En Colombia, una población del tamaño de la ciudad de Cali, 2.4 millones de personas, sufre de depresión

9 de abril de 2017 Por: Carlos E. Climent

El 7 de abril de 2017 la Organización Mundial de la Salud dedicó su jornada anual para resaltar la gravedad de la depresión, una enfermedad médica, que ataca globalmente a todas las personas sin distingos de clase y que mata 800.000 personas cada año en el mundo, la mayoría por suicidio. Muy a pesar de las cifras, que no dejan lugar a dudas al respecto de la gravedad de este flagelo, este sigue su curso inexorable sin inmutarse porque el estado no lo ha querido enfrentar, porque la sociedad y el sistema médico lo siguen menospreciando y porque los enfermos siguen sin entenderlo.
A pesar de los años que llevo en la práctica clínica de psiquiatría, en la cual un porcentaje muy importante de los pacientes caen dentro del rubro diagnóstico de la depresión, no deja de sorprenderme la confusión que produce esta enfermedad, no solamente en el paciente deprimido sino en su familia.

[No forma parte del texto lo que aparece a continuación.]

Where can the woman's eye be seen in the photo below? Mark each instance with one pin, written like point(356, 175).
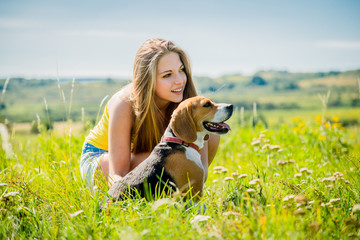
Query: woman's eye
point(208, 104)
point(167, 75)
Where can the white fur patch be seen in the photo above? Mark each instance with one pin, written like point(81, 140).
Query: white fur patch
point(194, 156)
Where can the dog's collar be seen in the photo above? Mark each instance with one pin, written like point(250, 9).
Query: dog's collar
point(177, 140)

Para los que sufren un primer episodio de la enfermedad, los síntomas depresivos son incomprensibles, y suelen comentar:
“No creo que este conjunto de síntomas tan variados pueda obedecer a una sola enfermedad".

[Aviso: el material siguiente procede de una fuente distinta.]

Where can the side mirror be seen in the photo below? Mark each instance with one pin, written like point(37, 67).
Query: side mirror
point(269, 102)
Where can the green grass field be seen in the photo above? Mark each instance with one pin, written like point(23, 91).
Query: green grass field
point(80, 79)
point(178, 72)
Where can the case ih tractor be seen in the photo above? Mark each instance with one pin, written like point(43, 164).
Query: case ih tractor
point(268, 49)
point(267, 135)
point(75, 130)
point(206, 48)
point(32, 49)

Y sin decírselo a nadie concluyen que sufren de un mal muy grave y llegan a esta conclusión con más certeza si llevan mucho tiempo sufriendo de los síntomas. En especial si además del desánimo, el desinterés, el pesimismo y las ideas de muerte, tienen síntomas que corresponden a diferentes sistemas orgánicos como el nervioso (dolores de cabeza, espalda y dificultad para concentrarse), el digestivo, respiratorio o cardiovascular, para sólo mencionar unos pocos. Como las consultas con cada uno de los especialistas no alivian sus molestias, consideran que sus síntomas físicos y psicológicos, cada vez más limitantes, corresponden a una grave enfermedad sin solución. En esas circunstancias estas personas se van aislando, y poco a poco se sumen en un grave estado de desesperanza en el cual, secretamente, ya han dejado de luchar.

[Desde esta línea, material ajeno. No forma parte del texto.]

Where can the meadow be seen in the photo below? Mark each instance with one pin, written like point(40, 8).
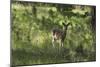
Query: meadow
point(31, 28)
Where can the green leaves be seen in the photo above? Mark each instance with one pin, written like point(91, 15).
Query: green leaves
point(32, 24)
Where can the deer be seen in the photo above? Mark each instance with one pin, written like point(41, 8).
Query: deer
point(60, 34)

Concluyen que una vida así no merece vivirse y no pocos consideran el suicidio como la única salida al sufrimiento.
Cuando finalmente llegan al psiquiatra, este tiene ante sí no tanto el desafío de tratar la enfermedad, algo relativamente fácil, sino el ganarle el pulso a la desesperanza y a la irracionalidad del paciente y al escepticismo de algunos miembros de la familia.
Como el paciente está convencido de que la solución a sus problemas no es posible, no puede creer que haya un tratamiento capaz de aliviar síntomas tan graves como los que tiene. En ese momento el profesional debe emplearse a fondo y utilizar todos los medios para convencer al paciente, y a la familia para que, al menos, le den el beneficio de la duda al tratamiento.
El proceso de mejoría no es inmediato pero ocurre en un 85% de los casos y el paciente logra, muy a su pesar, beneficiarse del tratamiento. Para los afortunados que logran culminar un tratamiento idóneo es frecuente que cambien su desconcierto y digan: “Si hubiera pensado que mis síntomas podían curarse, me hubiera ahorrado mucho sufrimiento”.